‘Trojan horse’ programs are also known simply as ‘Trojans’ or ‘backdoor Trojans’. The term refers to the famous episode mentioned in Homer’s Odyssey in which the Greeks concealed themselves in a hollow wooden statue of a horse in order to enter and plunder the gated city of Troy. Electronic Trojan horses are malicious programs, which masquerade as genuine files, such as a picture or interesting document, with the purpose of infiltrating the system and causing malicious damage.
A ‘road apple’ (also a euphemism for horse manure) is essentially a physical Trojan horse. A CD-ROM, floppy disc or perhaps a USB data storage device with an intriguing label is left somewhere that it is certain to be chanced upon. The culprit relies upon the victim’s curiosity to take the media and run it on their computer – road apples often bear such luring titles as ‘Executive Salary Summaries 2007-08’, ‘Investigation Findings’ or simply ‘Strictly Confidential’. With recent reports of government data loss by means of missing CD-ROMs fresh in people’s minds, some inquisitive sorts simply cannot resist taking a look. Unfortunately, the result can be ruinous.
Viruses and Worms
In addition to its own malicious payload, a Trojan’s contents may also include viruses or worms.
A virus is a piece of code that is capable of copying itself and, with metamorphic viruses, can then modify itself and its copies to avoid the pattern recognition of anti-virus software. Viruses attach themselves to programs or files (such as Trojan horses or a document on your computer) and are spread when the program or file is shared (e.g. when someone else opens a Trojan horse or your document).
A worm is also a self-replicating program but it does not need to hitch a ride on a program or file to spread from one computer to another. Worms can use networks to send copies of itself to other computers on the network without any user intervention. When Trojan horses contain viruses or worms or both this is called a ‘blended threat’. The combination of methods of spreading and causing damage means that blended threats can cause damage that is manifold and extremely quick to spread.

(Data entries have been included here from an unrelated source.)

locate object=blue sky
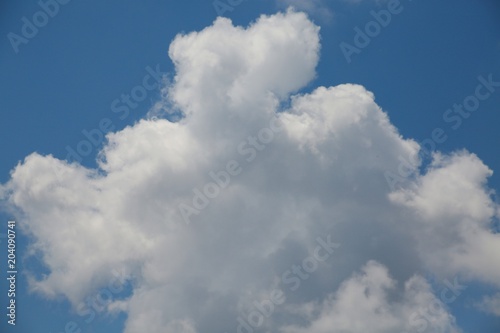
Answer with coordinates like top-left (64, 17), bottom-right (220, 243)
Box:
top-left (0, 0), bottom-right (500, 333)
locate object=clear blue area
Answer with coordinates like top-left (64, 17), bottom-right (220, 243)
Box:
top-left (0, 0), bottom-right (500, 333)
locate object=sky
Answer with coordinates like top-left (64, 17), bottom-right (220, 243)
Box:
top-left (0, 0), bottom-right (500, 333)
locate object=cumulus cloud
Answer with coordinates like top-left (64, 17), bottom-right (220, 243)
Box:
top-left (283, 261), bottom-right (459, 333)
top-left (0, 11), bottom-right (500, 333)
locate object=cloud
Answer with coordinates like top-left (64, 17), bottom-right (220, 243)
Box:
top-left (477, 293), bottom-right (500, 317)
top-left (0, 11), bottom-right (500, 333)
top-left (277, 0), bottom-right (334, 22)
top-left (283, 261), bottom-right (459, 333)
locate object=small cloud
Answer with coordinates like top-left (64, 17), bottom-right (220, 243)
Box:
top-left (476, 293), bottom-right (500, 317)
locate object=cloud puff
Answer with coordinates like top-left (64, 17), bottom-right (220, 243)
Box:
top-left (283, 261), bottom-right (459, 333)
top-left (0, 11), bottom-right (500, 333)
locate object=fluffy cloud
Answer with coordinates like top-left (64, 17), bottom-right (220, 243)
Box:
top-left (283, 261), bottom-right (459, 333)
top-left (0, 11), bottom-right (500, 333)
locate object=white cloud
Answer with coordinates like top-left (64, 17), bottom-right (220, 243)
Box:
top-left (283, 261), bottom-right (459, 333)
top-left (276, 0), bottom-right (334, 22)
top-left (477, 293), bottom-right (500, 317)
top-left (0, 11), bottom-right (500, 333)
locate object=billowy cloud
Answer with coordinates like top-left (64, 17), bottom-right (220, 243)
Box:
top-left (0, 11), bottom-right (500, 333)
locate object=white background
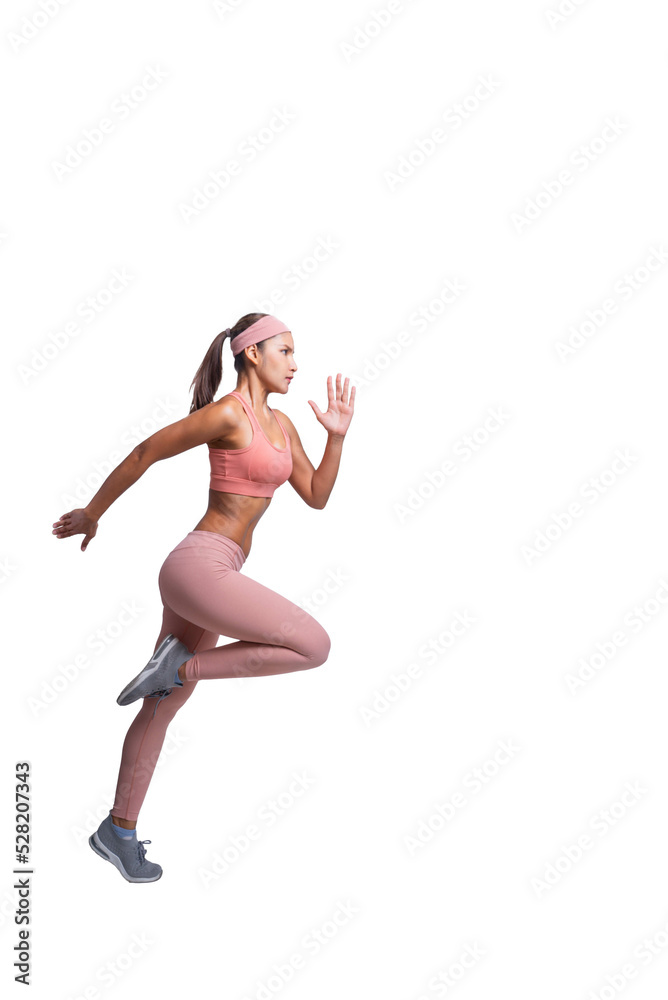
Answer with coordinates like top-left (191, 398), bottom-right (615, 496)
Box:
top-left (0, 0), bottom-right (668, 1000)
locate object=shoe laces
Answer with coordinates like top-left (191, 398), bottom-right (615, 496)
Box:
top-left (137, 840), bottom-right (151, 865)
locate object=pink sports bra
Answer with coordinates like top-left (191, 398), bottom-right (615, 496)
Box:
top-left (209, 389), bottom-right (292, 497)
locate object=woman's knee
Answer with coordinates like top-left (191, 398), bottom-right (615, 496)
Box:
top-left (309, 619), bottom-right (332, 667)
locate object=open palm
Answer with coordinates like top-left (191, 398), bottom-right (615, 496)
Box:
top-left (307, 372), bottom-right (355, 435)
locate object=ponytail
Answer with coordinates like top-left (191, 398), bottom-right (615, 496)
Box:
top-left (189, 313), bottom-right (267, 413)
top-left (190, 327), bottom-right (230, 413)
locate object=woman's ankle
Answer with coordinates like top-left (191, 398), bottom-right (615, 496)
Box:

File Encryption and Data Corruption
Trojan horses may be programmed to erase or overwrite data as well as encrypt or corrupt files (often in subtle difficult-to-detect ways), which could cause havoc at the practice. It is not until the user tries to open files that they find that documents are now unopenable, unrecognisable or password-locked.

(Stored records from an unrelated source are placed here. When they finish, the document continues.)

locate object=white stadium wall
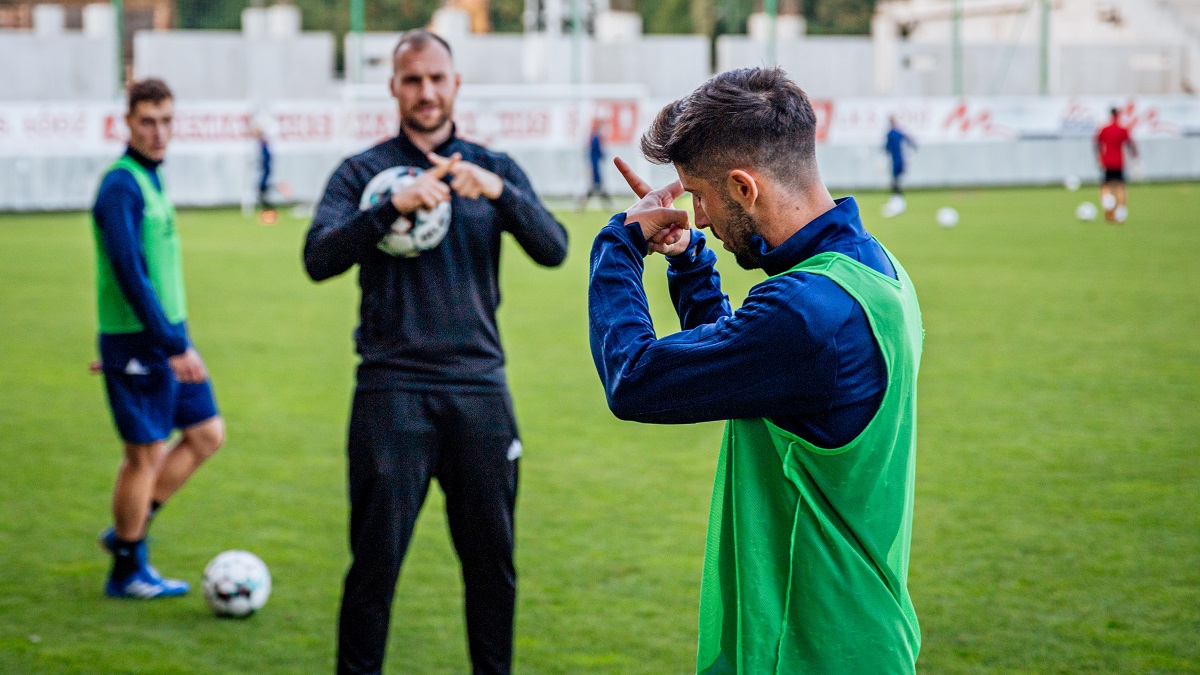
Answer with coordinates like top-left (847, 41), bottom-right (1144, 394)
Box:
top-left (0, 86), bottom-right (1200, 210)
top-left (133, 30), bottom-right (338, 101)
top-left (0, 30), bottom-right (118, 102)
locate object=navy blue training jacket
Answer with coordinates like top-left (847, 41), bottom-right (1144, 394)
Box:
top-left (588, 197), bottom-right (895, 448)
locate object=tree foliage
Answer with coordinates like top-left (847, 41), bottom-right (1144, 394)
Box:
top-left (176, 0), bottom-right (876, 35)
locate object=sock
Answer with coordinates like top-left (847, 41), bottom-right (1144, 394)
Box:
top-left (113, 537), bottom-right (144, 579)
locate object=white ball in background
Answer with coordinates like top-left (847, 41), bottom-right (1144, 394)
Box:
top-left (1075, 202), bottom-right (1097, 222)
top-left (937, 207), bottom-right (959, 227)
top-left (202, 551), bottom-right (271, 619)
top-left (359, 167), bottom-right (450, 258)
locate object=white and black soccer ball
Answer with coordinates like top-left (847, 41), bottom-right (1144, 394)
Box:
top-left (359, 167), bottom-right (450, 258)
top-left (1075, 202), bottom-right (1098, 222)
top-left (202, 551), bottom-right (271, 619)
top-left (935, 207), bottom-right (959, 227)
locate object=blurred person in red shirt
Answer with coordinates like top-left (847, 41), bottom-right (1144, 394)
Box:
top-left (1096, 108), bottom-right (1138, 222)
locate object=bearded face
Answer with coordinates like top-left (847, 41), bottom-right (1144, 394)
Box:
top-left (712, 196), bottom-right (762, 269)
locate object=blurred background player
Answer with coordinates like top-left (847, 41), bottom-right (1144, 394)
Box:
top-left (254, 126), bottom-right (278, 225)
top-left (578, 119), bottom-right (612, 211)
top-left (92, 79), bottom-right (224, 598)
top-left (297, 30), bottom-right (566, 674)
top-left (883, 115), bottom-right (917, 217)
top-left (1096, 108), bottom-right (1138, 222)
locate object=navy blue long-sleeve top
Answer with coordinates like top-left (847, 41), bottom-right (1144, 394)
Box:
top-left (91, 148), bottom-right (188, 366)
top-left (304, 132), bottom-right (566, 390)
top-left (883, 127), bottom-right (917, 172)
top-left (588, 197), bottom-right (895, 448)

Trojan horses frequently upload and download files onto computers as well as show fake dialogue boxes that say material is being uploaded or downloaded. These may include adware and spyware programs (see below) as well as risque material and other unsolicited material. This can make working impossible, as the user is frequently interrupted by messages that files are being uploaded or downloaded, and the activity also uses up bandwith and hard disk space.
Adware and Spyware
Adware is software from advertising companies that enables pertinent pop-up ads to appear at opportune moments. Spyware is truly unwelcome as it tracks users in the same way as adware but it is downloaded without the user really knowing that it is being installed. The main problem is that the software lurks on a PC and secretly communicates with its originator. This hidden software is often difficult to remove and affects the way the computer operates and, in some instances, causes it to crash or freeze. Details of your computer, keystrokes used, certain passwords, and websites that are visited can easily be transmitted back to the originators or even third parties.
Denial of Service Attacks
This occurs when an arrangement of data is sent to a system and prevents it from working as it should. A Denial of Service (DOS) has as its sole function to interrupt the recipient’s Internet connection and/or network. It works by bombarding a targeted server with requests or messages and completely overloading it, therefore precluding genuine users making legitimate requests.

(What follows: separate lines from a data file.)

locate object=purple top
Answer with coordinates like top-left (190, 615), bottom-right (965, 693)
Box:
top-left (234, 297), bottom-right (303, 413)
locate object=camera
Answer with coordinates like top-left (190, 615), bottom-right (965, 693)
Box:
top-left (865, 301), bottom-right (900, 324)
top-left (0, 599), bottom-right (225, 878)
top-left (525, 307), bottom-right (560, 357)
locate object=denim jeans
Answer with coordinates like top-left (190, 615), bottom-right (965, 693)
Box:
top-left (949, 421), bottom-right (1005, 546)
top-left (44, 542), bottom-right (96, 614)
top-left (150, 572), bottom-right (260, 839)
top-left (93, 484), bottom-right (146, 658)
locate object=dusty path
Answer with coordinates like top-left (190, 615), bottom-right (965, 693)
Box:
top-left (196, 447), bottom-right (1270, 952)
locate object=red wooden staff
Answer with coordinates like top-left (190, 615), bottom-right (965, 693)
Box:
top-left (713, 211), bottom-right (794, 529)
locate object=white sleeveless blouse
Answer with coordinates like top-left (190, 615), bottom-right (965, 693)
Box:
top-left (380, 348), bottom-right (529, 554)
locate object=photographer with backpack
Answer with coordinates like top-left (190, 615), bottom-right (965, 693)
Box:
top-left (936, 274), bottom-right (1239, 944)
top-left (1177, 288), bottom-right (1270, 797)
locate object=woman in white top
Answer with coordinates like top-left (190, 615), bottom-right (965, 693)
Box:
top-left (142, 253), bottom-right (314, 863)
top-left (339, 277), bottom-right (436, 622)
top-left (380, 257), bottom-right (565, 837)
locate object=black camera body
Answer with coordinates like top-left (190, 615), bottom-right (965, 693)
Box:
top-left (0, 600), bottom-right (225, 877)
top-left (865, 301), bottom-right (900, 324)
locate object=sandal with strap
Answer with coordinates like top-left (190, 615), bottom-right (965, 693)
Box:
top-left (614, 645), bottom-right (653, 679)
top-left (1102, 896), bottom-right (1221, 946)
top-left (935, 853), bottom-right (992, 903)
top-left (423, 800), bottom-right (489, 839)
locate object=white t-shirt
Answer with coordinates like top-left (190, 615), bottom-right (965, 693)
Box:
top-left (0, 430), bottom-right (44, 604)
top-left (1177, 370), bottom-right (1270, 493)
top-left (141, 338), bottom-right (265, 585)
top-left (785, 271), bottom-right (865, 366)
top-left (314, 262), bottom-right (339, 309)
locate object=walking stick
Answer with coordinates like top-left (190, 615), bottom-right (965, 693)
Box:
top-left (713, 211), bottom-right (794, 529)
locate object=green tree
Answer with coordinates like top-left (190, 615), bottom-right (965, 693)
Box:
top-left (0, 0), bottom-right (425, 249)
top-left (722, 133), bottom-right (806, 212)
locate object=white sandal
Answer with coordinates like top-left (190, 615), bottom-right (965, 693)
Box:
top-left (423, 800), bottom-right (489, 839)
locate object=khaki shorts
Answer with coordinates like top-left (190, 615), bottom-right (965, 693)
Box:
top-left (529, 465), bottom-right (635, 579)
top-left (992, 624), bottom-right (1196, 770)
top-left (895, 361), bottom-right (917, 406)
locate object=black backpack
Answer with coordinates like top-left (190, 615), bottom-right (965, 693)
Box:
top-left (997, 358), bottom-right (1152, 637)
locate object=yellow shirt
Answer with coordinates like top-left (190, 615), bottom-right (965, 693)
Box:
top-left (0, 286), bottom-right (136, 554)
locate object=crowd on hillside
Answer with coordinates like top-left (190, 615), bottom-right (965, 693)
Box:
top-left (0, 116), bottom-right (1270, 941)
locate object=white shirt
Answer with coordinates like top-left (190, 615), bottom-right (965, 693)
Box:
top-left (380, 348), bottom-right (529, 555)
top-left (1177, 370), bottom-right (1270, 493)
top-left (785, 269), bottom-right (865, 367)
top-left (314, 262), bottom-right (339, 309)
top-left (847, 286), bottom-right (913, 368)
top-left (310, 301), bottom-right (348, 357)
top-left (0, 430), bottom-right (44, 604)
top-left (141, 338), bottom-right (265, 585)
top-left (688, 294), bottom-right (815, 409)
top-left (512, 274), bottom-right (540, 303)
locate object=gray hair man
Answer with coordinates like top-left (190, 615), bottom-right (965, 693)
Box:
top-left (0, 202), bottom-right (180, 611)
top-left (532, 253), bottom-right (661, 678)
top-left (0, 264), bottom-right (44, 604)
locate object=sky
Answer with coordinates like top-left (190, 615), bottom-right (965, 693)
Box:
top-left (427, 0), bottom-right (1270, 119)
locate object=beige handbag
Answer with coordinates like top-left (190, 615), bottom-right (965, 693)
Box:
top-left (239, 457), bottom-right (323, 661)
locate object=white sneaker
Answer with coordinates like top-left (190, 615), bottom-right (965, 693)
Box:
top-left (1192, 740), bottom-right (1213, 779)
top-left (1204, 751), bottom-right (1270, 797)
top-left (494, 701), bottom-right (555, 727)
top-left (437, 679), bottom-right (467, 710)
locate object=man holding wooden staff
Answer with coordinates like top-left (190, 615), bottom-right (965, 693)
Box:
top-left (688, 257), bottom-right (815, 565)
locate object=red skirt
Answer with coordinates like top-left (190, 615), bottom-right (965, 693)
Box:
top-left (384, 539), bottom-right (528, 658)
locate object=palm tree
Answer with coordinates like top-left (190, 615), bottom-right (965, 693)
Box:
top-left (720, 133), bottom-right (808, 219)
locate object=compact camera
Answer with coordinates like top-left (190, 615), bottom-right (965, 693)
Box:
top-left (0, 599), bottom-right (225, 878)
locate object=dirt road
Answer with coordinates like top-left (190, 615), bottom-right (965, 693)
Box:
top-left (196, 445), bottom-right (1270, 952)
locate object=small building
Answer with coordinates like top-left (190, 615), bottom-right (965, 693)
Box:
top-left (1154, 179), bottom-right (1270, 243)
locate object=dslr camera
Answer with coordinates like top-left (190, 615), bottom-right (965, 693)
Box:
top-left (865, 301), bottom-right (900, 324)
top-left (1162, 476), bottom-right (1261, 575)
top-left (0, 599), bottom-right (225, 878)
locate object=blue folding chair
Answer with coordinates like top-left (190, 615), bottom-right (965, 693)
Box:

An extremely worrying notion for the practice is the possibility that anyone from anywhere in the world could log on to the practice’s system. In this scenario there is untold potential for damage and costs to the practice through altering, deleting and copying information on the management system, as well as data theft. Trojan horses that allow criminals to log on to victims’ computers are called RAT horses – Remote Access Trojan horses.
Trojan Horses can take over e-mail accounts to send thousands of spam e-mails to everyone in a person’s address book. Studies have shown that over half of all spam is sent from ‘zombie computers’ – computers which have been compromised by a hacker, virus or Trojan horse.
Anti Virus Software
It should be noted that while antivirus software (like Norton) is appropriate (and essential) for the home PC, it’s not enough to protect the entire practice network. It’s therefore important to either connect only one stand-alone computer (not on the practice network) to the Internet – not ideal if more than one member of the team wants to go online at once – or to make use of a managed and professional service to connect to the World Wide Web.
Also, it is crucial that staff are aware that they should never open unsolicited e-mail, visit dubious websites or run files from unknown external media. As always, prevention is definitely better than cure!